LES LESIONS NERVEUSES: LES DIFFERENTES ANOMALIES PATHOPHYSIOLOGIQUES A COURT TERME
Tel qu'expliqué précédemment, la douleur neurogène est attribuable à différents types d'agressions subies par les fibres nociceptives des voies somatiques ou viscérales.
Ces agressions peuvent être de divers types:
• chimiques,
• biochimiques,
• mécaniques.
Diverses anomalies pathophysiologiques découlant des agressions causées par le tissu néoplasique ou par les traitements "antinéoplasiques" appliqués peuvent être observées sur l'étendue du réseau nociceptif, autant à court qu'à moyen et à long terme.
A court terme:
en réponse aux dommages de plus en plus sévères exercés sur les membranes axonales, la première réaction d'un neurone est de tenter de régénérer son intégrité structurelle et fonctionnelle. Lorsqu'un dommage est produit, la tentative de régénérescence "axonale" est très rapide. En l'espace d'une heure, le corps cellulaire fournit tous les nutriments pour qu'une membrane neuronale nouvelle vienne "fermer" complètement la brèche pratiquée sur par le processus "agresseur" sur la membrane neuronale originale. Ce rapide mécanisme de réparation vise ainsi à rétablir la continuité membranaire nécessaire à l'intégrité neuronale. Les événements agresseurs avaient déjà induit une assez forte instabilité dans les membranes neuronales des fibres nociceptives lésées. Le processus de réparation amène à son tour des zones d'instabilité électrique puisque les membranes "nouvelles" connaissent beaucoup de zones focales de dépolarisation apparaissant comme spontanément. Ces zones qui sont en fait des mélanges d'agression et de regénération dans des environnement restreints deviennent de plus en plus instables sur le plan électrique, ce qui finit par provoquer des trains d'influx nociceptifs "ectopiques".

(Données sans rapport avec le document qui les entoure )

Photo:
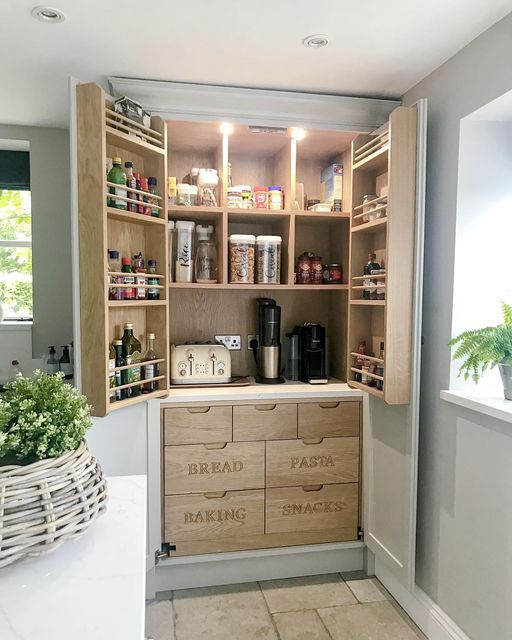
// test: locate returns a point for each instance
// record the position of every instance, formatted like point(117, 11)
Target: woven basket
point(48, 502)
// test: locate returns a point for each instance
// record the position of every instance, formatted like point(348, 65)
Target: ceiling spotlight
point(316, 41)
point(47, 14)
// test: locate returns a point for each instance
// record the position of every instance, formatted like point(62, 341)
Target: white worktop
point(288, 390)
point(92, 588)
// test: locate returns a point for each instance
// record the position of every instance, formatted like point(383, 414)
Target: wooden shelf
point(137, 303)
point(144, 397)
point(376, 161)
point(129, 216)
point(131, 143)
point(369, 303)
point(364, 387)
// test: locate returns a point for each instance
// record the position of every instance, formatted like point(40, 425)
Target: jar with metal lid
point(260, 197)
point(333, 274)
point(268, 259)
point(187, 194)
point(241, 258)
point(275, 198)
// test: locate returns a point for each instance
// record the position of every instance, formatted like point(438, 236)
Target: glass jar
point(241, 259)
point(260, 197)
point(187, 195)
point(268, 259)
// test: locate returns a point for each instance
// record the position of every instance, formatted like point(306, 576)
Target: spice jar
point(275, 198)
point(317, 270)
point(333, 274)
point(260, 197)
point(268, 259)
point(304, 269)
point(241, 259)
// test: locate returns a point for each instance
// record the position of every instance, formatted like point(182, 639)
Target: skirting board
point(248, 566)
point(429, 617)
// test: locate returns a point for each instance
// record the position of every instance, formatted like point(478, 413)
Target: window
point(15, 236)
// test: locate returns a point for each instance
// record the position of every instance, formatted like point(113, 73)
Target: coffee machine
point(268, 356)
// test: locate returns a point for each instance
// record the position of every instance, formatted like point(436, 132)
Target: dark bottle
point(65, 363)
point(120, 376)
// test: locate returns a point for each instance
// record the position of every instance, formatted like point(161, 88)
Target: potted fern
point(52, 489)
point(485, 348)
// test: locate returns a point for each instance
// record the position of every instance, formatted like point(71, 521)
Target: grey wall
point(465, 486)
point(51, 233)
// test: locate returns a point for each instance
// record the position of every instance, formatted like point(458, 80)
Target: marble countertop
point(92, 588)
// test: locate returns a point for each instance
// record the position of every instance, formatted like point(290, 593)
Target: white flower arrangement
point(41, 417)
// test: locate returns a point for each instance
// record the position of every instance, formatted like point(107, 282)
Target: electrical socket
point(233, 343)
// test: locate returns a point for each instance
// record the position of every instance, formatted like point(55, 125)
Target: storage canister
point(275, 198)
point(260, 197)
point(187, 194)
point(241, 258)
point(183, 272)
point(268, 259)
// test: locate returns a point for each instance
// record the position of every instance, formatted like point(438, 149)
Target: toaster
point(200, 364)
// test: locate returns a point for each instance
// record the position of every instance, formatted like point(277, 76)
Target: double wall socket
point(233, 343)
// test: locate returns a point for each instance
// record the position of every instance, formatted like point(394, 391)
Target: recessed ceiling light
point(47, 14)
point(316, 41)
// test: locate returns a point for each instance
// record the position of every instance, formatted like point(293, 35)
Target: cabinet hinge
point(164, 552)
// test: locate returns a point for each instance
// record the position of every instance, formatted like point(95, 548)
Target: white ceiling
point(378, 48)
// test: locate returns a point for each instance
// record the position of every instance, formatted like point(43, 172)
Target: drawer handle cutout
point(265, 407)
point(198, 409)
point(313, 487)
point(215, 445)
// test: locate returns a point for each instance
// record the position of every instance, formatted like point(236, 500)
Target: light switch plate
point(233, 343)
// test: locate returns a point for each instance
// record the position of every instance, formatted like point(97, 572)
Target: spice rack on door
point(385, 165)
point(104, 133)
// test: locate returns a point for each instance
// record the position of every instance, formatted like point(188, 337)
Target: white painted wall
point(464, 540)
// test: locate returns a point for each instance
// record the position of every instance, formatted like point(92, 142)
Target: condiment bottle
point(154, 201)
point(117, 176)
point(131, 183)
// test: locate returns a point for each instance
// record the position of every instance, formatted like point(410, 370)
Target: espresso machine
point(268, 355)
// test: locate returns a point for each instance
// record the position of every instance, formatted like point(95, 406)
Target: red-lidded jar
point(317, 270)
point(260, 197)
point(304, 269)
point(333, 274)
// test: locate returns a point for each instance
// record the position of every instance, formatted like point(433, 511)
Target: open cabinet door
point(390, 441)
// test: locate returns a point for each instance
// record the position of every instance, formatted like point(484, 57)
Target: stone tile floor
point(328, 607)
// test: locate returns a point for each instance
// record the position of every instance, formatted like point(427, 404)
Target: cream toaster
point(200, 364)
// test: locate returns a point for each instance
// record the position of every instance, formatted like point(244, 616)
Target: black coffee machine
point(268, 356)
point(312, 353)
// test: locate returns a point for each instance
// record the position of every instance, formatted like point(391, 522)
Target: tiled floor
point(328, 607)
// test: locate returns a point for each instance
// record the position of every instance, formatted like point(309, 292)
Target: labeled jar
point(333, 274)
point(187, 194)
point(275, 198)
point(241, 258)
point(268, 259)
point(260, 197)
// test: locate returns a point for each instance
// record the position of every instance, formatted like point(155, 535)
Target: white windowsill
point(494, 406)
point(10, 325)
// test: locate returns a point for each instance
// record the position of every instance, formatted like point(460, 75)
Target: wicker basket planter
point(48, 502)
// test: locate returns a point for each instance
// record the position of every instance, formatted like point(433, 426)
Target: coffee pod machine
point(268, 355)
point(312, 353)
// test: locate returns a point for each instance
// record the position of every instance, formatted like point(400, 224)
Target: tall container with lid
point(184, 258)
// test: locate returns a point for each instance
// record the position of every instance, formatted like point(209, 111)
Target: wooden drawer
point(196, 468)
point(264, 422)
point(329, 419)
point(321, 508)
point(298, 462)
point(213, 516)
point(198, 425)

(Voir: LE PHENOMENE DE DEPOLARISATION "MEMBRANAIRE" ET LE SEUIL D'ACTIVATION)
en même temps et dans les heures qui suivent, apparaissent à la surface des membranes neuronales nouvelles et "toutes jeunes", des bourgeons de régénérescence qui sont en fait des excroissances qui s'étendent vers les régions distales dans le but que le neurone "lésé" puisse rétablir contact avec la portion de neurone distal dont il a été "séparé" en raison des brèches ou du sectionnement provoqués. Ce faisant, le neurone tente de rétablir la communication avec la structure qu'il avait comme fonction d'innerver. Ces bourgeons de régénérescence, qui sont en fait des repousses axonales, se permettent parfois de longs trajets à travers les nerfs dans le but de retrouver contact avec leur zone d'innervation d'origine.
On retrouve ainsi des tentatives de régénérescence ou de repousses axonales sous deux formes:
• de courts bourgeons de régénérescence
et
• de longs bourgeons ou prolongements parfois même très longs.
Lorsque le sectionnement s'est produit "en périphérie" chez des fibres préalablement myélinisées (A delta, A beta et A alpha), un certain nombre de ces neurones recherchent à nouveau l'abri des cellules de Schwann, productrices de myéline, afin d'acquérir l'isolement dont ils bénéficiaient auparavant. Lorsque le phénomène se produit "au niveau central", certains de ceux-ci recherchent l'abri de myéline produit par les oligodendrocytes, équivalent central des cellules de Schwann en périphérie.
Ces bourgeons, i.e. leur membrane pour être plus précis, présentent par ailleurs une sensibilité accrue à différents types de stimulation mécanique et chimique, il devient donc plus facile de faire naître des influx douloureux puisqu'ils sont plus facilement irrités à des intensité de stimulation qui normalement seraient sans effet et qu'ils sont irrités par plusieurs variétés de mécanismes.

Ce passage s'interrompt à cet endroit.